I'd have to both agree and disagree with your point that life is harder now than before. I think a lot of your points are due to recency bias - much of the world, America included, is living in the most prosperous time in history. The world is the most peaceful and stable it's been since the beginning of civilization, science advancements and technological developments have enhanced the quality of life for billions around the world, and poverty levels are at the lowest levels since international organizations and individual countries began recording that data. A lot of us younger people like to complain about rising costs, a relatively stagnant economy, COVID, etc, but every generation grew up with it's struggles. Just speaking about America, we didn't have to live through the stagflation period of the 70s, the turbulent civil rights era and Cold War of the 60s, or the Great Depression of the 20s and 30s. Although I'll admit WWII affected the average American life much less than most other countries, we haven't lived through any major world conflict like that, or Vietnam. Overall, we've had a pretty decent time.

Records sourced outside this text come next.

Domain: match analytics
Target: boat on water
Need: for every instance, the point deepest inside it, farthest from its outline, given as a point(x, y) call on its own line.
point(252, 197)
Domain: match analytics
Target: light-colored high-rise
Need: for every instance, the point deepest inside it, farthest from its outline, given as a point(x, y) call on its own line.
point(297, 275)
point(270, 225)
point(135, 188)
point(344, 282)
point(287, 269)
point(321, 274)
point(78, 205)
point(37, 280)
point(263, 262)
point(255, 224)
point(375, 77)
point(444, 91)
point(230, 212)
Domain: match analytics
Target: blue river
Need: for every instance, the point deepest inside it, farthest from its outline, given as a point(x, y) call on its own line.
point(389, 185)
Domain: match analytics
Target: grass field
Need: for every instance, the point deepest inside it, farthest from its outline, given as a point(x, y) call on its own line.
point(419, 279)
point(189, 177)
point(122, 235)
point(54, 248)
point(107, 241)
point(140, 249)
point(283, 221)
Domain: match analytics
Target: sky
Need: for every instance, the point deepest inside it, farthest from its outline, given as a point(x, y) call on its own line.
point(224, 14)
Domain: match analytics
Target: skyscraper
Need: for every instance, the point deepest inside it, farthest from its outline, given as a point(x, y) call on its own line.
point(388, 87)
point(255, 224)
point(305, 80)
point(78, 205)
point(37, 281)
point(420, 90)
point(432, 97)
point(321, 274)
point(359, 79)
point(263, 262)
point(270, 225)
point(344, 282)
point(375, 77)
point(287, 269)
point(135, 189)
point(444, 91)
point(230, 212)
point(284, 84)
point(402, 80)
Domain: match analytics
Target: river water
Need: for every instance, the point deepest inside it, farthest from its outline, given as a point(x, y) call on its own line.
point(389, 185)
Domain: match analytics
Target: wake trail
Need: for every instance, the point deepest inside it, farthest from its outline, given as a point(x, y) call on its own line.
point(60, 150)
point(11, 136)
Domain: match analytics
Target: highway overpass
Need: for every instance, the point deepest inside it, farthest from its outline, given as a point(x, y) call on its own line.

That being said, what you said about social mobility is right. Social mobility in America has decreased, which is completely following the pattern of every other maturing economy. The best period to fiscally "make it" is during an emerging booming economy. As an economy matures, job and wage growth begins to stagnate. My dad grew up in China, and he's also mentioned somewhat of the same effect in China: the 80s were the beginning of the "boom", and as a result many people of that generation made it, and while the Chinese economy today is still growing much faster than that of the United States, I've heard about how the younger generation in China's seen a decrease in social mobility their parents once had.

However, I think America's biggest problem is that American culture today is consumed by nihilistic individualism and commodification. The real cell of society in the United States is the individual. Everything has a dual nature, and the glamour of high commodification abounds. Human flesh, sex, knowledge, politics, power, and law can all become the target of commodification. This commodification, in many ways, corrupts society and leads to a number of serious social problems, and in the end, the American economic system has created human loneliness as its foremost product, and nihilism has become the American way. Feeling alone and unable to get ahead in a ruthlessly consumerist society, American youth increasingly describe existing in a state of nihilistic despair, and individuals and society have "turned inwards" due to a prevalent sense of being stuck in a draining rat race where many inevitably lose. This despair has manifested itself into ideas like those on r/antiwork, in which people attempt to escape that rat race by doing hte absolute bare minimum amount of work required to live.

 

Well said, quite enjoyed this. Just want to add that we might live in the most prosperous, peaceful time in history but the benefits of that aren't shared universally. Many have prospered, many haven't. Many don't even have the opportunity to do so.

The resentment you see in anti-work is a product of that. There are the lazy ones, but there are also the ones who did everything they were "supposed to" for the American dream. Worked their asses off and still stuck in that same cycle of poverty.